Table 3. Comparison to the state-of-the-art results on the BRATS15 testing set.

Finally, we compare our proposed method with two state-of-the-art methods as listed in Table 3. Kamnitsasa et al. [3] method, achieving a top ranking in both BRATS15 and ISLES15 Challenge, using a dual pathway deep 3D CNNs to segment the tumor region and 3D fully connected Conditional Random Field to reduce the false positive, while Zhao [12] joins three segmentation models which uses 2D image patches from different views. Our results are competitive with both methods and give better result for the enhancing tumor task in terms of Dice precision.
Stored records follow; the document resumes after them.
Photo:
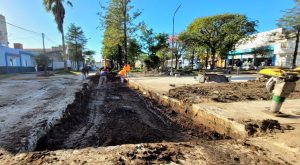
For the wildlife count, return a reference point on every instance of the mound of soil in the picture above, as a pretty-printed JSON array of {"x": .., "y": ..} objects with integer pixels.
[{"x": 225, "y": 92}]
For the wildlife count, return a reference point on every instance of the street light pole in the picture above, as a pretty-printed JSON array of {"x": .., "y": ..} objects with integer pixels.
[{"x": 173, "y": 39}]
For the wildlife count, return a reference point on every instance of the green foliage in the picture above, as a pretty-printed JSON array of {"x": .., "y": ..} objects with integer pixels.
[
  {"x": 76, "y": 41},
  {"x": 291, "y": 23},
  {"x": 117, "y": 22},
  {"x": 160, "y": 42},
  {"x": 134, "y": 51},
  {"x": 56, "y": 7},
  {"x": 42, "y": 60},
  {"x": 147, "y": 38},
  {"x": 220, "y": 33},
  {"x": 152, "y": 62}
]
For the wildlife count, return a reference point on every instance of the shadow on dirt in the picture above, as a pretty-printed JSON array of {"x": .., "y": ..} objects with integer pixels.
[{"x": 115, "y": 115}]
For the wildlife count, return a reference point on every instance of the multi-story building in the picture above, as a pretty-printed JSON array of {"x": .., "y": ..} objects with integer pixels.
[
  {"x": 279, "y": 50},
  {"x": 3, "y": 32}
]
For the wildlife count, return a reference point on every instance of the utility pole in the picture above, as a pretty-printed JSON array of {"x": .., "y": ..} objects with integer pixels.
[
  {"x": 43, "y": 36},
  {"x": 125, "y": 2},
  {"x": 173, "y": 39}
]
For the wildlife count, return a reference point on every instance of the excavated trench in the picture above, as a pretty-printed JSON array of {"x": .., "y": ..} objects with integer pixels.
[{"x": 115, "y": 115}]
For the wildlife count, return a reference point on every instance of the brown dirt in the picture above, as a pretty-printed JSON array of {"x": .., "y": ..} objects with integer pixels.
[
  {"x": 225, "y": 92},
  {"x": 123, "y": 117},
  {"x": 119, "y": 126}
]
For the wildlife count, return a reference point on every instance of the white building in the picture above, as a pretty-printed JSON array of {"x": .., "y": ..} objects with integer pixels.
[
  {"x": 16, "y": 60},
  {"x": 280, "y": 54}
]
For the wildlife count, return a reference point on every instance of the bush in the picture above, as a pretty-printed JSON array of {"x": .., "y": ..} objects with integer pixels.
[{"x": 152, "y": 62}]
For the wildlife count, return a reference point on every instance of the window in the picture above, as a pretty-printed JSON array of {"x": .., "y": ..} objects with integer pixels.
[{"x": 284, "y": 45}]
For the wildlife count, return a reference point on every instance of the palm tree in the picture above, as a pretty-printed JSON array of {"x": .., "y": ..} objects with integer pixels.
[{"x": 56, "y": 7}]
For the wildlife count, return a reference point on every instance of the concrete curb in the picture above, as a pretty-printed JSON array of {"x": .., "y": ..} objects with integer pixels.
[{"x": 199, "y": 114}]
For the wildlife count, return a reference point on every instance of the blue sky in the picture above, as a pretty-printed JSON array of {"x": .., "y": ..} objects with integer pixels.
[{"x": 157, "y": 14}]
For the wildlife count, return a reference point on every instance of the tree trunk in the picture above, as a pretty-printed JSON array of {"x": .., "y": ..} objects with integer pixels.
[
  {"x": 213, "y": 52},
  {"x": 64, "y": 50},
  {"x": 296, "y": 49},
  {"x": 206, "y": 61},
  {"x": 125, "y": 31},
  {"x": 225, "y": 65},
  {"x": 176, "y": 61},
  {"x": 193, "y": 56}
]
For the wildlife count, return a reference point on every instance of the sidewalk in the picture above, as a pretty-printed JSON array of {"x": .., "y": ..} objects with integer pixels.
[{"x": 234, "y": 119}]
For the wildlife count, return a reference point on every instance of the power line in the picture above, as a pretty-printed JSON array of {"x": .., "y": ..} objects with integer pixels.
[
  {"x": 50, "y": 40},
  {"x": 31, "y": 31}
]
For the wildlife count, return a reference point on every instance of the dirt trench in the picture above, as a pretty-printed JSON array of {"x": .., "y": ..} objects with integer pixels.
[
  {"x": 118, "y": 125},
  {"x": 116, "y": 115}
]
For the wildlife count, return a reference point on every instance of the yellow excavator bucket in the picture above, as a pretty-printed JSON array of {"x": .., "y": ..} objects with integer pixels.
[{"x": 272, "y": 72}]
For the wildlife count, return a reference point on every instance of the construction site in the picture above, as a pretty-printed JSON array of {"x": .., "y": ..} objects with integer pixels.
[{"x": 70, "y": 121}]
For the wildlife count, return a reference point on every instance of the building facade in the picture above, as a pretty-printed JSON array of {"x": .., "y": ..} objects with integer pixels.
[
  {"x": 3, "y": 31},
  {"x": 16, "y": 60},
  {"x": 277, "y": 52}
]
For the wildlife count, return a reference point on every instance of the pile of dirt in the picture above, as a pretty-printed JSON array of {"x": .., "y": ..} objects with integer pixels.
[
  {"x": 117, "y": 115},
  {"x": 225, "y": 92}
]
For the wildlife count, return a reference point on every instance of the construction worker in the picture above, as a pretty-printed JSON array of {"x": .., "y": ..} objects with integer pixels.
[{"x": 122, "y": 74}]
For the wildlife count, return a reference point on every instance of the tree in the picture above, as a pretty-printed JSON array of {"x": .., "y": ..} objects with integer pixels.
[
  {"x": 178, "y": 49},
  {"x": 291, "y": 23},
  {"x": 43, "y": 61},
  {"x": 117, "y": 22},
  {"x": 89, "y": 56},
  {"x": 147, "y": 38},
  {"x": 220, "y": 32},
  {"x": 134, "y": 51},
  {"x": 56, "y": 7},
  {"x": 76, "y": 41},
  {"x": 262, "y": 50}
]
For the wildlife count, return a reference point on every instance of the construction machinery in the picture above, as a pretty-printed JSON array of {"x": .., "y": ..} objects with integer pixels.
[{"x": 281, "y": 83}]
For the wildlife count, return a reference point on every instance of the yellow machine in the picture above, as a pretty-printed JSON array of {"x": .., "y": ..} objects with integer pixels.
[
  {"x": 281, "y": 84},
  {"x": 277, "y": 72}
]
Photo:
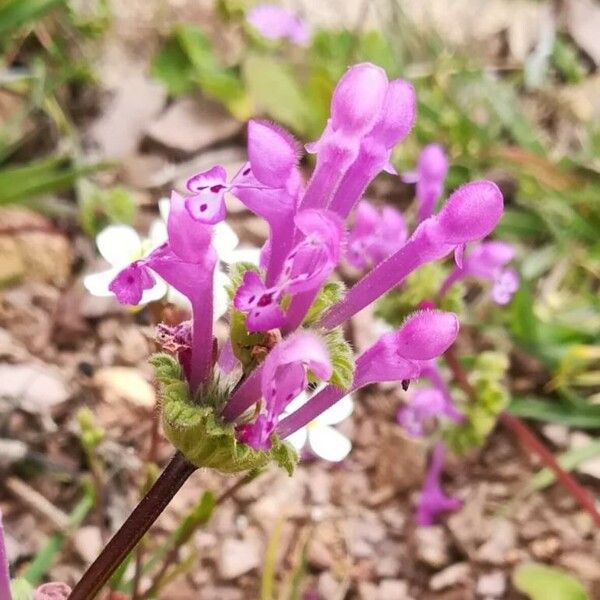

Also, one advantage of our proposed model is its relatively low computational cost in both the training and testing phases as we only leverage simple 2D CNNs with no post-processing method. Kamnitsasa et al. [3] reported a running time of 3 min using a 3 GB GPU to segment one case, while 6–12 min was reported by Zhao [12]. With our proposed method, we achieve 2.1 s for one case in inference time as the architecture of U-Net has much fewer learning parameters.

5 Conclusion

In this paper, we propose a novel, automatic and network-based data augmentation method for brain tumor MR image segmentation. The main contribution is that we propose a generic way to augment training data that is able to teach network-based methods the desired invariance and robustness properties for segmentation tasks. We have shown that the proposed coarse-to-fine framework and boundary loss function in GANs lead to improved augmented data and segmentation quality. We have also shown that our method can boost a common segmentation network to reach the state-of-the-art multi-scale deep networks’ performance with the relatively low computational cost at inference time and outperforms the traditional augmentation methods.